Tunny took hold of the strap and tugged it back over Yolk’s shoulder, turned him by it to face towards the general. Jalenhorm was trying to shake his fist at a well-presented officer and button his own jacket at the same time, and failing. ‘You have before you a perfect demonstration of the workings of the army – the chain of command, trooper, each man shitting on the head of the man below. The much-loved leader of our regiment, Colonel Vallimir, is just getting shat on by General Jalenhorm. Colonel Vallimir will shit on his own officers, and it won’t take long to roll downhill, believe me. Within a minute or two, First Sergeant Forest will arrive to position his bared buttocks above my undeserving head. Guess what that means for you lot?’ The lads stayed silent for a moment, then Klige raised a tentative hand. ‘The question was meant to be rhetorical, numbskull.’ He carefully lowered it again. ‘For that you get to carry my pack.’

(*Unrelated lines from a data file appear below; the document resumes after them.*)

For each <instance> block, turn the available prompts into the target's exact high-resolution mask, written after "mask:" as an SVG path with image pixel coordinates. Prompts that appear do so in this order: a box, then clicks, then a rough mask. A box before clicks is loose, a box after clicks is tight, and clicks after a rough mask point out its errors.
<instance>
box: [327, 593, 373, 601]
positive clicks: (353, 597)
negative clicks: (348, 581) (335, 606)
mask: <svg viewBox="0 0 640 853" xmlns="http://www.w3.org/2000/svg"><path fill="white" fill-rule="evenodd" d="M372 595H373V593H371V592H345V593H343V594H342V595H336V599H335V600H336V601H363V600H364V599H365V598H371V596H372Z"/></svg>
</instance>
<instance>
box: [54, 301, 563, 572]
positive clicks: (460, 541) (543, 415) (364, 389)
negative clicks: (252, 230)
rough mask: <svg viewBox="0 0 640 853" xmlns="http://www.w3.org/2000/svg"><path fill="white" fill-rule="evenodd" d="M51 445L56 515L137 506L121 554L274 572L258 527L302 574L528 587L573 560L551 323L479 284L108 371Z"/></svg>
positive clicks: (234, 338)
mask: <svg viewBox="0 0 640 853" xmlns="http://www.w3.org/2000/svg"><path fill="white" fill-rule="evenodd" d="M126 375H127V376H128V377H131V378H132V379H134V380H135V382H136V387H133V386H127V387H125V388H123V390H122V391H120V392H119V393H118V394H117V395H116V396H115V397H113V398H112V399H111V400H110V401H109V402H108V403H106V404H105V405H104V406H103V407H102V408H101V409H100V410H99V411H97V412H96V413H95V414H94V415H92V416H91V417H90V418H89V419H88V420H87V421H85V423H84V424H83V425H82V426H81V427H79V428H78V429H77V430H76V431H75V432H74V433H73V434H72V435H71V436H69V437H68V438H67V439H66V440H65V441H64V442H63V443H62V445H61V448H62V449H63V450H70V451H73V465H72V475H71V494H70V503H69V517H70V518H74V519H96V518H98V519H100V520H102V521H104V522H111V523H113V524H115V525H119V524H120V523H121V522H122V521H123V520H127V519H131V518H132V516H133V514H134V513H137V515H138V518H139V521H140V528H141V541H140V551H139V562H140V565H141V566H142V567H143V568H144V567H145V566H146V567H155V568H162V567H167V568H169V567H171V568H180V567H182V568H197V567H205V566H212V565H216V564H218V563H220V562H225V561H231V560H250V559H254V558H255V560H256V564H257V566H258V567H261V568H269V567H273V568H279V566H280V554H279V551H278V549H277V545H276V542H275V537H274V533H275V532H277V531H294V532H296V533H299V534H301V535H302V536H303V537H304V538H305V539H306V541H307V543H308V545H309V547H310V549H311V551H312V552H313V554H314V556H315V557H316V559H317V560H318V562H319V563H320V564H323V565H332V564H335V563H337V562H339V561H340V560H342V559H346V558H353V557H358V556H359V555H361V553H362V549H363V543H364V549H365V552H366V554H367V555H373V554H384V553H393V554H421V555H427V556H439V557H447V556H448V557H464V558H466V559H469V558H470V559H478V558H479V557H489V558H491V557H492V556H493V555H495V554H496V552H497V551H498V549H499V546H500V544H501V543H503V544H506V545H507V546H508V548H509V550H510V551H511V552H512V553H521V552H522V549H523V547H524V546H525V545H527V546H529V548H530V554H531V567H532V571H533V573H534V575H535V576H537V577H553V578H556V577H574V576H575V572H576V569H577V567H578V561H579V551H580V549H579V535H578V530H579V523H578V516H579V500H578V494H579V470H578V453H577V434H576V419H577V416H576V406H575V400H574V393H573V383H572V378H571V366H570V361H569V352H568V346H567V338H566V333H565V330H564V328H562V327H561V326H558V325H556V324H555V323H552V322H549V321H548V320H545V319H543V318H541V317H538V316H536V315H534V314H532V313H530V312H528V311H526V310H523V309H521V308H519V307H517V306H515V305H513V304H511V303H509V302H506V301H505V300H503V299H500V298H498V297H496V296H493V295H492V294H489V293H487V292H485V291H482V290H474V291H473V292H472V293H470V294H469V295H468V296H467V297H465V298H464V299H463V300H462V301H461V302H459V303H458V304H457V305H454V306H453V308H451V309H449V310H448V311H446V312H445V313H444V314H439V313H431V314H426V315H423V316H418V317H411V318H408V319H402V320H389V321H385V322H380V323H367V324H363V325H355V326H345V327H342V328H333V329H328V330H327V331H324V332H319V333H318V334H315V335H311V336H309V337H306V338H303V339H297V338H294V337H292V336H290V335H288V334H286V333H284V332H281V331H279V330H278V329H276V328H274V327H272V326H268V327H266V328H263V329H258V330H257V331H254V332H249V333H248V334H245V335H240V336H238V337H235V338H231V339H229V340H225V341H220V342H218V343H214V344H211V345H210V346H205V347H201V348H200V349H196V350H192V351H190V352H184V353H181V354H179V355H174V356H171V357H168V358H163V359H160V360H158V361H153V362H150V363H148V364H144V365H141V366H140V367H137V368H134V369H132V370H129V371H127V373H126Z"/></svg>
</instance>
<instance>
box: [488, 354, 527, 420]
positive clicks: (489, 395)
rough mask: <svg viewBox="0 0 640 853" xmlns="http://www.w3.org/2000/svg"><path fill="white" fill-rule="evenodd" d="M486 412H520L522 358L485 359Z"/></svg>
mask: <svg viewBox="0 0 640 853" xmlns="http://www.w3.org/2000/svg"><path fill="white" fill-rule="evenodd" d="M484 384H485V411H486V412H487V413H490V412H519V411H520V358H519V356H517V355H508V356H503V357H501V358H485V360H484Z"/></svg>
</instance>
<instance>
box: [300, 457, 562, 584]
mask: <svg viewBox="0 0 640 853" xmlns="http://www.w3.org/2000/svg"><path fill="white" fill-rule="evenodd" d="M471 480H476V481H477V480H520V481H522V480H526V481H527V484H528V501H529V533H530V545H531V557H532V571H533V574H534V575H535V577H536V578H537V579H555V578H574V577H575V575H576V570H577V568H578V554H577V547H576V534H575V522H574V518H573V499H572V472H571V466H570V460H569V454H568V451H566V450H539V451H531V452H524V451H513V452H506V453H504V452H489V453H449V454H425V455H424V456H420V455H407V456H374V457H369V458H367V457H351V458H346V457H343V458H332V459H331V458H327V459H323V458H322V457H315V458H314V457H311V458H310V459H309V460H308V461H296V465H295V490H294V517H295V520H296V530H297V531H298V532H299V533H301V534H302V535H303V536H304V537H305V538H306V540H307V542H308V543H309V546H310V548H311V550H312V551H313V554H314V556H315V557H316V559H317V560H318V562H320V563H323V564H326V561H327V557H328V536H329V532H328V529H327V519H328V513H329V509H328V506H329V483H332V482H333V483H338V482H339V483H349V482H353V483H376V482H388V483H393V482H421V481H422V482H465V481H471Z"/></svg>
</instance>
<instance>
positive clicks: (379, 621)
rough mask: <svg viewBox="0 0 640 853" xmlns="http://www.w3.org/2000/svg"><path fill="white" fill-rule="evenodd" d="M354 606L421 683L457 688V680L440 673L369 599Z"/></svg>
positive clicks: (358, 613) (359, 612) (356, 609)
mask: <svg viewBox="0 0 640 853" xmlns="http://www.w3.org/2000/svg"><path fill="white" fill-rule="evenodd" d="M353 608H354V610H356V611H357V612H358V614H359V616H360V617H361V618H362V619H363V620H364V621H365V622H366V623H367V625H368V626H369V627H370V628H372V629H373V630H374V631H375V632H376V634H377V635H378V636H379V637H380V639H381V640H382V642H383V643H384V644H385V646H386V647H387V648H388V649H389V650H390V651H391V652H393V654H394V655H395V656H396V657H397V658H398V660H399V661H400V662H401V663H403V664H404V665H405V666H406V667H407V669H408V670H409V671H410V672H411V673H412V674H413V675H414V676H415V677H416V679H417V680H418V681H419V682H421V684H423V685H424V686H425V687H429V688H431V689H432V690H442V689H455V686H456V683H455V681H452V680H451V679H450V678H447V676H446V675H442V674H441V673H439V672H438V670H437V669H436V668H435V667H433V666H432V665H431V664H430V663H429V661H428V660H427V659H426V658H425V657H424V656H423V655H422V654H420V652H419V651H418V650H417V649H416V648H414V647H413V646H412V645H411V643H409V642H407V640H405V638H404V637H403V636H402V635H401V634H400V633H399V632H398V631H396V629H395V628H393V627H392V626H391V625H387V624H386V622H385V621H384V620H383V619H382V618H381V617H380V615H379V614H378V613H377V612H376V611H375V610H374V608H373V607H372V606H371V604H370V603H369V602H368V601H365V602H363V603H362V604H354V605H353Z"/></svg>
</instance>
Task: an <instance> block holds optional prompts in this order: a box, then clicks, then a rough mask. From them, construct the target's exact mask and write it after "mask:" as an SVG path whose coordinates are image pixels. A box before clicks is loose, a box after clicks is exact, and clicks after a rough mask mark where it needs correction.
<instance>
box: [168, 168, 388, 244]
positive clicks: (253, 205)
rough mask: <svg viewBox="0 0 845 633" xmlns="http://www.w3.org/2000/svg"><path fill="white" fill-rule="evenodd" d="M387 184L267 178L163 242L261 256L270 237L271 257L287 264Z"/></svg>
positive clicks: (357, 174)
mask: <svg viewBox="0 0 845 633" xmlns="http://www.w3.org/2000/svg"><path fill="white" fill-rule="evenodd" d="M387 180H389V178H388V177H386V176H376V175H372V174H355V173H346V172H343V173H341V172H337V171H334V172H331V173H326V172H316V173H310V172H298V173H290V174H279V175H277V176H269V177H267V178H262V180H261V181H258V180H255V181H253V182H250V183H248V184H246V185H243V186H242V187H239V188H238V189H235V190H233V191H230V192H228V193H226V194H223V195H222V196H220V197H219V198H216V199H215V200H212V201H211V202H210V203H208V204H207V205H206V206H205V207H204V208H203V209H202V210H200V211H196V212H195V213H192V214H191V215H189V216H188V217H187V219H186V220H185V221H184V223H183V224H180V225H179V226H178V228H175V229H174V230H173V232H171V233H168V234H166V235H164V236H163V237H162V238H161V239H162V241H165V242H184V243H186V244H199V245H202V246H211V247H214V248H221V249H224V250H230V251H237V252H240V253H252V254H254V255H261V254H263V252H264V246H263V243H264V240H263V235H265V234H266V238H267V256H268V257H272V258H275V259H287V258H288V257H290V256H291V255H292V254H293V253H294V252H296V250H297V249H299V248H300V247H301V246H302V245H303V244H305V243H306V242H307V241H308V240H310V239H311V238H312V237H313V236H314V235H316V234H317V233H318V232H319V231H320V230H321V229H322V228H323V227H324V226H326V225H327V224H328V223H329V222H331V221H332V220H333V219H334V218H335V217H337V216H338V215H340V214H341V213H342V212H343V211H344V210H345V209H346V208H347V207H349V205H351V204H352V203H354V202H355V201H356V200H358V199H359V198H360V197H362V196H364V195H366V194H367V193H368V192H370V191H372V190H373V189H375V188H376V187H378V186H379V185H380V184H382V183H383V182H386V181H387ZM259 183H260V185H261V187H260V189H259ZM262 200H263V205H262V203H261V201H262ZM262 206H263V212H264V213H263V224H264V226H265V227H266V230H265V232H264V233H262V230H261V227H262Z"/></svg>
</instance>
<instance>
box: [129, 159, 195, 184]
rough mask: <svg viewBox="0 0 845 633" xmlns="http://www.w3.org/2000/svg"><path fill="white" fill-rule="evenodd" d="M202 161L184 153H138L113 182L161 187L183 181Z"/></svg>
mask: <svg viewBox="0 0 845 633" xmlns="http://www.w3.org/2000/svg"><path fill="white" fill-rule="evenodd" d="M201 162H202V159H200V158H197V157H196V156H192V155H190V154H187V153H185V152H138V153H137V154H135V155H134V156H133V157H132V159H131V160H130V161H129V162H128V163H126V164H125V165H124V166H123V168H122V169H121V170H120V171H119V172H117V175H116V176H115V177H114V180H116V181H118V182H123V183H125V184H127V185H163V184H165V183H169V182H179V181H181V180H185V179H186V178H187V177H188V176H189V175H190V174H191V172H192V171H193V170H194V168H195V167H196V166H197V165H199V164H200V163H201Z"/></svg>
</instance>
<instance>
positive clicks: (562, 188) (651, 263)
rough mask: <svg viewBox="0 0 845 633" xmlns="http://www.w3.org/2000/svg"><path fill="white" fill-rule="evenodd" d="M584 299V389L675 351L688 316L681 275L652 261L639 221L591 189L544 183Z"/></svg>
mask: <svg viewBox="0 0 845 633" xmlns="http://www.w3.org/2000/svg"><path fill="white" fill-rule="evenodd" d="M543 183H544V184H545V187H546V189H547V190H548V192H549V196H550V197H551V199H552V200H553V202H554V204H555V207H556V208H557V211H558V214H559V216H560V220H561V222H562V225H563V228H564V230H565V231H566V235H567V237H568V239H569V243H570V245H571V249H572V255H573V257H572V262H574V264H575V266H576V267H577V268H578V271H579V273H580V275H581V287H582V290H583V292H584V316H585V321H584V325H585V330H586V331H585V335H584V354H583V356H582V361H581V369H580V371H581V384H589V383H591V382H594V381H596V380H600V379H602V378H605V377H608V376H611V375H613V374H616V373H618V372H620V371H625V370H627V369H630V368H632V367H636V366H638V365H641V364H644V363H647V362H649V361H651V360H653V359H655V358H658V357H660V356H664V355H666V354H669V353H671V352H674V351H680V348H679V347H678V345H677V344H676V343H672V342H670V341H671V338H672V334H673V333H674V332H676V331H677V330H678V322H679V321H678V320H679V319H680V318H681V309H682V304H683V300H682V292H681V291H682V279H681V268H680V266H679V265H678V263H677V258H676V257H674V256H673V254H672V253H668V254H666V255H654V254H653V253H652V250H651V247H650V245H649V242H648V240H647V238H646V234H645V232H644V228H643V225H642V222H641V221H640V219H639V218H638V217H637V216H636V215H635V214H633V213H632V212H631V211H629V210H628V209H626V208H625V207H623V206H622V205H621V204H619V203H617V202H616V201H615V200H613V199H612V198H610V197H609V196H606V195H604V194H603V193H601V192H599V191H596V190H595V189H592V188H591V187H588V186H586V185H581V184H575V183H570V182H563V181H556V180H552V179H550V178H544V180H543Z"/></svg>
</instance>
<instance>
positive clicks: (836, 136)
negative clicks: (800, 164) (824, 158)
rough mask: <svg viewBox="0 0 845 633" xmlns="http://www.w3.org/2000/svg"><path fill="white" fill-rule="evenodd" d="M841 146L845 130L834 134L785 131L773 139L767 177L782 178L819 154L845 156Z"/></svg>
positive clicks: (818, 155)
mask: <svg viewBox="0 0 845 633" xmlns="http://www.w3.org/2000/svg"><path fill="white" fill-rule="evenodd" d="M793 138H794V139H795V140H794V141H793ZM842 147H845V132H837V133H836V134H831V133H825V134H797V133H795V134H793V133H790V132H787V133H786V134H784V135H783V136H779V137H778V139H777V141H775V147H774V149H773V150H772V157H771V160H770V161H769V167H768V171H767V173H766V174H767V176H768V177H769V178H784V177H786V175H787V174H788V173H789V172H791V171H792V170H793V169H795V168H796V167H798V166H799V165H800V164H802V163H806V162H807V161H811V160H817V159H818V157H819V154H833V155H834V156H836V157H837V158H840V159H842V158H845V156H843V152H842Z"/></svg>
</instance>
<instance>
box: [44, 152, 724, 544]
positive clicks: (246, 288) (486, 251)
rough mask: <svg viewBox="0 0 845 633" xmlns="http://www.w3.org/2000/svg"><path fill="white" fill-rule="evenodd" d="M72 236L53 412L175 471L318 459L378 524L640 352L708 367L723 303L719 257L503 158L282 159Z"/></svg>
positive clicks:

Klige’s shoulders slumped.

‘You. Ladderlugger.’

‘Lederlingen, Corporal Tunny.’

‘Whatever. Since you love volunteering so much, you just volunteered to take my other pack. Yolk?’

‘Sir?’ Plain to see he could hardly stand under the weight of his own gear.

Tunny sighed. ‘You carry the hammock.’

New Hands

B
eck raised the axe high and snarled as he brought it down, split that log in two and pretended all the while it was some Union soldier’s head. Pretended there was blood spraying from it rather’n splinters. Pretended the babbling of the brook was the sound of men cheering for him and the leaves across the grass were women swooning at his feet. Pretended he was a great hero, like his father had been, won himself a high name on the battlefield and a high place at the fire and in the songs. He was the hardest bastard in the whole damn North, no doubt. Far as pretending went.

He tossed the split wood onto the pile, stooped down to drag up another log. Wiped his forehead on his sleeve and frowned across the valley, humming to himself from the Lay of Ripnir. Somewhere out there beyond the hills, Black Dow’s army was fighting. Out there beyond the hills high deeds were being done and tomorrow’s songs written. He spat into his palms, rough from wood-axe, and plough, and scythe, and shovel, and washboard even. He hated this valley and the people in it. Hated this farm and the work he did on it.